How Big Data Impacts Events

Technology affords event planners and organizers a chance to understand their attendees unlike ever before. The information, often gleaned from mobile app or website usage data, interactive surveys, and live polling, helps hosts make internal improvements for upcoming conferences and meetings. Big data can also be leveraged by third parties like exhibitors and sponsors for everything from lead generation to understanding how their products and services were received by attendees.

The following post details how big data impacts events to improve the experience for everyone involved.  

Improving the Event Experience

The days of asking attendees to fill out comment cards and fill in the blanks with guesswork are long gone; features like five-star ratings and post-event surveys for speakers and sessions integrated in mobile apps give hosts a much easier method to encourage attendee feedback. Other important data, such as reviewing mobile app metrics for popular sessions and most-visited speaker bios also shed light on what worked at an event and what needs improvement in subsequent years.

Utilizing big data at events helps hosts understand and quantify statistics needed to retain and grow attendee bases. Did one speaker in a smaller session receive rave reviews? Consider boosting his or her presence for next year. How many people accessed an important PDF? Maybe it’s time to re-arrange content next year to improve the visibility of particular content. The scenarios to use big data and improve the event experience are endless.

Better Personalization

Acting upon event data also leads to better personalization from attendee to attendee beyond sweeping event-wide changes; big data can also be used to give subsets of attendees a more personalized experience. From using post-event surveys to address the fact a surprising number of vegan attendees found food options wanting to leveraging mobile app data to provide more exclusive content to certain attendees via user authentication, understanding every attendee is different and parsing through the data enables hosts to address unique needs and tailor experiences.

Benefits to Sponsors and Exhibitors

Event hosts shouldn’t be the only beneficiary of data at events. Sponsors and exhibitors stand a lot to gain from better understanding attendees and their preferences. A return on investment at events is vital for companies and seeing tangible results such as visitor numbers for exhibitor profiles and sponsor pages in a mobile event app quantifies ROI and aids event hosts in retaining the company for following years.

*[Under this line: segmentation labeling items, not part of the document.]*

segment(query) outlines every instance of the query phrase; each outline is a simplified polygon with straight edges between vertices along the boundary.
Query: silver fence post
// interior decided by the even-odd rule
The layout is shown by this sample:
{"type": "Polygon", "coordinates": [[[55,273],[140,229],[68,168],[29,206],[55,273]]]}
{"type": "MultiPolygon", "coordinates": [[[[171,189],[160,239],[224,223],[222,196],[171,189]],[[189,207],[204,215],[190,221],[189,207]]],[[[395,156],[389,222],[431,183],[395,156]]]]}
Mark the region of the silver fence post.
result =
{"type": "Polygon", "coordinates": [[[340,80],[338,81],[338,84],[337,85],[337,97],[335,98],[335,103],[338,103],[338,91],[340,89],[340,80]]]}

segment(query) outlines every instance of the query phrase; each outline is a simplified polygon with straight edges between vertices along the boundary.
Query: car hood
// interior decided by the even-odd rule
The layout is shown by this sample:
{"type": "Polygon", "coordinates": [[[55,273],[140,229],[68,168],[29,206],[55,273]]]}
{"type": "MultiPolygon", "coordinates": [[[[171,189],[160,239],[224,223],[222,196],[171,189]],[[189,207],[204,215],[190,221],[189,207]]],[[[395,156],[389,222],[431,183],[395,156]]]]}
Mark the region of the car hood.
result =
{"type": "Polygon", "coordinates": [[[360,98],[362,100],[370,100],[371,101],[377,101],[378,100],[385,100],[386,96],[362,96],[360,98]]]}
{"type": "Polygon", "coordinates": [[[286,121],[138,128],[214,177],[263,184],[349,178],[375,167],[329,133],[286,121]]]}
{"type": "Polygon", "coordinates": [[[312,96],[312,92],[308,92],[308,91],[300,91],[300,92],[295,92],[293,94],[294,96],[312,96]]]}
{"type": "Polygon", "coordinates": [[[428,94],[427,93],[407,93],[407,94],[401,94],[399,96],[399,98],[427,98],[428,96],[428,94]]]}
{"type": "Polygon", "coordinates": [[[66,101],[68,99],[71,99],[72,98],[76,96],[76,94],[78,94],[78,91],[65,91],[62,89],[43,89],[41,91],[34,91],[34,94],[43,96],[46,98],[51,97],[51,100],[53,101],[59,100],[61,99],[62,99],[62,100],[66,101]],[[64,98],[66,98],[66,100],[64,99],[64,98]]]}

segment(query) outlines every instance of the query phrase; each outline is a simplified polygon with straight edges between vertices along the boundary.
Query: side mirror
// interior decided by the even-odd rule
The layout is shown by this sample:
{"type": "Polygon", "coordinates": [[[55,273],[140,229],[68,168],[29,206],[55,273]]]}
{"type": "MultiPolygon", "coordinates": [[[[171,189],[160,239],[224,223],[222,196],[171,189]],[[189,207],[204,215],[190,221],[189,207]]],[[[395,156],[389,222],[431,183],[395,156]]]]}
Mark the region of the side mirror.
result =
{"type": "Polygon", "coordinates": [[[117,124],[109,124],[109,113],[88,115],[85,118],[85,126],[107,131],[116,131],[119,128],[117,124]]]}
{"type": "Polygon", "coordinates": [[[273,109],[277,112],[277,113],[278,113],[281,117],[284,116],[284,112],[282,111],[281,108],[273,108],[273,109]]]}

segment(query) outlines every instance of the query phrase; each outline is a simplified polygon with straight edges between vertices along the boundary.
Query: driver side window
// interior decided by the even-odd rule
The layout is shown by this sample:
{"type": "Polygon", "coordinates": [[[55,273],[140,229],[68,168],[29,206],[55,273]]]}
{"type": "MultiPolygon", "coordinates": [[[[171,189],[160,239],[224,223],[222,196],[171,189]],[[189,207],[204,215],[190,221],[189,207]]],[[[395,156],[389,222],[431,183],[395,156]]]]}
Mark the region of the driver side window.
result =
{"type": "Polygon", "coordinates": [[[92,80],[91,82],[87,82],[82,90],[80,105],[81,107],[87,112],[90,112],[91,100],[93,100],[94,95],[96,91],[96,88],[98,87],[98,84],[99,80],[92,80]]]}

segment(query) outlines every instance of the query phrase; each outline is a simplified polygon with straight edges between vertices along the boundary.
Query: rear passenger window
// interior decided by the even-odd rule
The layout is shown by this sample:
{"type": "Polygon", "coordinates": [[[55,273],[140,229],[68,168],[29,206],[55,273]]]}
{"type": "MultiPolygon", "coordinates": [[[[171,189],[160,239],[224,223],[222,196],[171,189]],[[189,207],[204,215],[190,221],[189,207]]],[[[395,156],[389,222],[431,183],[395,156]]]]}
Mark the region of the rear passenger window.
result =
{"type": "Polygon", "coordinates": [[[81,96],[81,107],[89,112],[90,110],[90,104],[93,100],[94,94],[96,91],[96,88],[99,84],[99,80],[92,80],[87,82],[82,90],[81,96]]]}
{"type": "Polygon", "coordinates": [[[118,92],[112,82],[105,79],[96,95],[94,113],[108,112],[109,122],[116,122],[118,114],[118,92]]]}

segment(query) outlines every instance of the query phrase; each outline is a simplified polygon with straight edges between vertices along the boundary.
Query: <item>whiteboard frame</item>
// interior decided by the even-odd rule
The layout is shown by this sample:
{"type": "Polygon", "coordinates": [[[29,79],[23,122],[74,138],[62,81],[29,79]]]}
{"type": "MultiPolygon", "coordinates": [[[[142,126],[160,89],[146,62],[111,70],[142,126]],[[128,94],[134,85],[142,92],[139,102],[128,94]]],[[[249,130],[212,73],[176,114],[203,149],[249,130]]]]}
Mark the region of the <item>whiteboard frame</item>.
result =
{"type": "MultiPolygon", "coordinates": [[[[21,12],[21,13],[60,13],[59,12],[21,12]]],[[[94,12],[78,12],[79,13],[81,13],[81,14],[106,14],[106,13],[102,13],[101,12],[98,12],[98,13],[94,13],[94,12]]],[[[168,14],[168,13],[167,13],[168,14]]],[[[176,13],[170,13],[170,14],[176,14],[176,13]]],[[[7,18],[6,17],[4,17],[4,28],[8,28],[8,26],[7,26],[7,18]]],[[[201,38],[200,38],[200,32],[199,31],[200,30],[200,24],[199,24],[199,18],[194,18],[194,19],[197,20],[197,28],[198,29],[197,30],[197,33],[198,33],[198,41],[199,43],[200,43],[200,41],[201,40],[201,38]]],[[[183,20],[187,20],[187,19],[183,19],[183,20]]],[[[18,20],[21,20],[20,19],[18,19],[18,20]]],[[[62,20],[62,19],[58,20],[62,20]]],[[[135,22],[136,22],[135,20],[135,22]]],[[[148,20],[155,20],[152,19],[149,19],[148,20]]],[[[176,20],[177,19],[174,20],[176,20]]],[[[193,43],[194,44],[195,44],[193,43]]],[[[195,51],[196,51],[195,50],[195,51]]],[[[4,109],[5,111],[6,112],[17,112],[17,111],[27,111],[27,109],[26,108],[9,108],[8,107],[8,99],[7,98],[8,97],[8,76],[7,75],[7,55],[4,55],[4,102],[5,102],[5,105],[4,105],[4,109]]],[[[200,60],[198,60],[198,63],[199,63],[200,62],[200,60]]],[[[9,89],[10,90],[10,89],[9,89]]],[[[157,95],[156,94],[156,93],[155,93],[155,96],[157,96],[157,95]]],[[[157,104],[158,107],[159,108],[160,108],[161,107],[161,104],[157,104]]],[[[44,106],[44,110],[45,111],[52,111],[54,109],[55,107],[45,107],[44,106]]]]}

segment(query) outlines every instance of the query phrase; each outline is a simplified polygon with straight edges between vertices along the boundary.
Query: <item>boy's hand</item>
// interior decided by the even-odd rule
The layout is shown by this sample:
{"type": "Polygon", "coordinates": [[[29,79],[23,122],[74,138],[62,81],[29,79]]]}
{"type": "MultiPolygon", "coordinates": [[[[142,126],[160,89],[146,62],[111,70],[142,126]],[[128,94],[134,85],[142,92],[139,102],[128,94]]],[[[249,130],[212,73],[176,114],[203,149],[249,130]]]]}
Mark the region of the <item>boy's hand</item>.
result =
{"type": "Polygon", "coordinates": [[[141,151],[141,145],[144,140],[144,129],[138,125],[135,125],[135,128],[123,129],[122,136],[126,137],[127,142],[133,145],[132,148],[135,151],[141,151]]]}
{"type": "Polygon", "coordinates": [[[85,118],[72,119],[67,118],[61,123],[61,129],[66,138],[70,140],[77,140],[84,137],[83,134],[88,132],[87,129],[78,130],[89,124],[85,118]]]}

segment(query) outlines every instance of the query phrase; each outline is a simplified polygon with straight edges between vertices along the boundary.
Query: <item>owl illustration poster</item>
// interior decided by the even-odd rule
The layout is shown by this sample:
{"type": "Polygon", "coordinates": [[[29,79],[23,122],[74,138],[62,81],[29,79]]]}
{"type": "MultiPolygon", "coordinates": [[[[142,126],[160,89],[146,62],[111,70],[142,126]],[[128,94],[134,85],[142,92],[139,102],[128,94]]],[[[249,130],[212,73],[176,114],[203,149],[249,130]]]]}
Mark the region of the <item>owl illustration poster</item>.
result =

In addition to better understanding engagement numbers, data might also provide demographic information or contact details to determine audience trends and even build a mailing list for future marketing efforts. Sharing this information with sponsors and exhibitors is a value-added perk helping both sides form a transparent relationship where statistics are used to improve outreach efforts.

An Event Marketing Boost

Data greatly helps event hosts market their meeting or conference before, during, and after the big day arrives. Is one speaker in particular really generating views on your website or mobile app? Consider talking about him or her more on social media in the weeks preceding the event. Did a post-event survey indicate people were frustrated with a lack of obvious networking opportunities? Send a push alert linking to information in the mobile event app with a specific action plan for next year to remedy the issue.

The Bottom Line 

Every industry is becoming increasingly driven by big data and events are no exception. From improving the event experience to establishing a better working relationship with exhibitors and sponsors, the ability to use insightful metrics to understand attendees—the pillar of any meeting, conference, or trade show—goes a long way in ensuring future success and a better return on investment for everyone involved.